Don’t tell me it’s just the other woman or guy: are YOU doing it as well? Are you stopping someone in a conversation who engages in anti-semitism? Are you walking out of a conversation belittling the hard working Guatemalan-American guy working four jobs so he can send his kids to private school? Are you lauding bipartisan negotiation with a call to support your Senator when he talks with the other party on a piece of legislation?
What are you or I doing?
If you believe that the shattering rhetoric about other people destroys our society, then stop participating in every single way you can.
When Jews sought to build a Jewish state in the face of anti-Semitic pogroms in the Pale of Settlement at the end of the Nineteenth and early Twentieth centuries, a single Jew largely argued he would not continue speaking Yiddish or Polish or any other imported language. Eliezer ben-Yahuda worked day by day, step by step to create modern spoken Hebrew as the lingua franca of Jews in what is now Israel. It did not happen overnight but it happened by repeated actions and persistence in the face of lethargy by others.
I have noted here several times that service dog training relies completely on positive reinforcement without providing even the smallest hint of reinforcement to negative behaviours. The same is true for how we can change our politicians current behaviour if they want to represent us. We hold the power, not them.
We can walk away from the current hatreds, distrust, utterly dehumanising rhetoric an assumptions if we want to. We currently don’t seem to care but it is shredding our society. We are empowering people who seek to destroy all this country has built because they are unwilling to look for inclusive manners to discuss differences. Attacking someone for differences is never a solution and is unsustainable over the long term as differences exist.
Differences are normal human intercourse, friends.
And they always will be. Can we manage differences through perpetual litigation, creating parallel school systems, dismissing someone because of her state or region of origin as either naive, uneducated, or liberal? These are meaningless terms we have empowered to substitute for analysis, thought, and exchanging of ideas.
We can change this if we want to.
Punto final: if we want to do so.
A friend wrote me the following last night that is worthy of a reminder to all of us, regardless where we are on the political spectrum (which after all is a spectrum rather than a yes or not vote):
‘… a number of Russians whom I knew told me that "It is no accident we got Stalin." If almost half my fellow citizens {in the United States} continue in effect to ignore the constitution and laws in their vote, it will be no accident that we lose our rule of law and our liberties. I fully agree with you that this should not be a partisan question. That it clearly has become one for many people bodes ill for our country.’
I agree with my friend above and don’t want to sacrifice the most fundamental steps of this country for my kids, grands, and others.
Are partisan designators without any further consideration really worth plunging us into the horrors of losing our rule of law and our liberties? That is what we are hearing too often and where our hatred across the political landscape are taking us.
Actions create consequences—good and bad. Are we really so weak we are going to throw two hundred fifty years of work away because we see the other side as so evil? We have the power to strengthen what behaviours we want, then policies can follow.

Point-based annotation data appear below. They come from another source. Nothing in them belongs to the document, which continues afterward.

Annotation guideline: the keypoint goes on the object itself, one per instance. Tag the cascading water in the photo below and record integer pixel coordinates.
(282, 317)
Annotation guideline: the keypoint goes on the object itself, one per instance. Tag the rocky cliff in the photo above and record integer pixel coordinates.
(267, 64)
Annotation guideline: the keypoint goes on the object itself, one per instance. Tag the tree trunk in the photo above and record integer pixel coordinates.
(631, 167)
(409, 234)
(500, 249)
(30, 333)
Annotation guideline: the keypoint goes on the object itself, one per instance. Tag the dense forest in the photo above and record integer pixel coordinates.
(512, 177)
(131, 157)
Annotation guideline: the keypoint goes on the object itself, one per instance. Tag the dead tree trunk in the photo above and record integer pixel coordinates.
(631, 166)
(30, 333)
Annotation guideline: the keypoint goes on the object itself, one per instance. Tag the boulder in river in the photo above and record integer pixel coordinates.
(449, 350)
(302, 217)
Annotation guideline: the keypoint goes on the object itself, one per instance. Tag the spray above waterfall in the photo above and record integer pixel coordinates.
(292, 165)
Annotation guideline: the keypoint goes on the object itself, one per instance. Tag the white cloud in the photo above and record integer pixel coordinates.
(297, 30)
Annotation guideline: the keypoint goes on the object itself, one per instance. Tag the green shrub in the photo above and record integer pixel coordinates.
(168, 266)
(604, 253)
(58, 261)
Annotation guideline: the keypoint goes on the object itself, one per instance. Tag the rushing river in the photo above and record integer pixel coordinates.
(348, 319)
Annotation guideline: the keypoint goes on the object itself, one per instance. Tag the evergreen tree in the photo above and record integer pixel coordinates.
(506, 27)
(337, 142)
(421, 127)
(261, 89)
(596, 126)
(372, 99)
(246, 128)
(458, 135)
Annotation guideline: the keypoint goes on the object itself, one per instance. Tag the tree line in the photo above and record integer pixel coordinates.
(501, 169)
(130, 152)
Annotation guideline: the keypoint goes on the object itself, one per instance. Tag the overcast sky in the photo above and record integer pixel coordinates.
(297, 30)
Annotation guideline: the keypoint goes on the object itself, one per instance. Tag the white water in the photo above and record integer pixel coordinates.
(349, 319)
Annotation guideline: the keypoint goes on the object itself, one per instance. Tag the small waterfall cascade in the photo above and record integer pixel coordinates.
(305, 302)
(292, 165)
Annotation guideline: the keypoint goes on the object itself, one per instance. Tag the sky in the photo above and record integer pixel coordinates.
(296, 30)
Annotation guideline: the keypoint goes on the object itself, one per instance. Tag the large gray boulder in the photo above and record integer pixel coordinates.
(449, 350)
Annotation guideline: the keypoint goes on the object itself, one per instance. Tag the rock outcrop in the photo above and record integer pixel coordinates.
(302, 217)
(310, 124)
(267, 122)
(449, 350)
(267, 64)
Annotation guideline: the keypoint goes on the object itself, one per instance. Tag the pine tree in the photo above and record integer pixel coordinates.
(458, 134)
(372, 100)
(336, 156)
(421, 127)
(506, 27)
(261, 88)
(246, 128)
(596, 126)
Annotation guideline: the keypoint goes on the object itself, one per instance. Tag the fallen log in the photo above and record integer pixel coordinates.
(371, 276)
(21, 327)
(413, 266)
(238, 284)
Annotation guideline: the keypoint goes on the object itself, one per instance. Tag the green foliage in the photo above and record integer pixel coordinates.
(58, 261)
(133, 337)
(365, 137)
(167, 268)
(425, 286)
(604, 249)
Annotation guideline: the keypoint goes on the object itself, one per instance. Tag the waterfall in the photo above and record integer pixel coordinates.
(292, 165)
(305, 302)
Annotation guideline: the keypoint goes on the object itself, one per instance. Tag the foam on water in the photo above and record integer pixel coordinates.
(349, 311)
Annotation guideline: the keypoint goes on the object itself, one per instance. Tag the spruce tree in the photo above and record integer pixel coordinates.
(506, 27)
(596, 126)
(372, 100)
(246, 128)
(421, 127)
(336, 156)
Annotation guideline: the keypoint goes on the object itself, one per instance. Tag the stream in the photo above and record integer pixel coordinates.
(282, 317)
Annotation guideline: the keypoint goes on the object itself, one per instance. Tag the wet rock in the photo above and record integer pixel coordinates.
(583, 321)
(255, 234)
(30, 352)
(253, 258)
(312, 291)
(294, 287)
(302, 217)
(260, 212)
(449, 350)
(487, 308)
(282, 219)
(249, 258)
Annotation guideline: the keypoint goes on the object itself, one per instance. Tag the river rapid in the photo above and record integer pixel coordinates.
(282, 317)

You and I have that power right now as Dorothy had the power to get home to Kansas but thought it was elusive. No, but we have to be disciplined to support what we desire rather than falling prey to the unseemly, taking the bait for the destructive voices anywhere we hear them.
Thank you for reading this. If I sound urgent, I feel things slipping away from us as a society. What do you see? What actions have you taken lately to reinforce the good? Share them, please.
Actions create consequences is my humble attempt to spur conversation. I am not always right nor is anyone else. But, I am always right if I only talk with myself. This is your chance to talk with others in a measured, safe manner.
A pro pos my feelings, the fog set in at about 0515 this morning. I could not see the Maryland State House across the Creek, much less the Academy lights.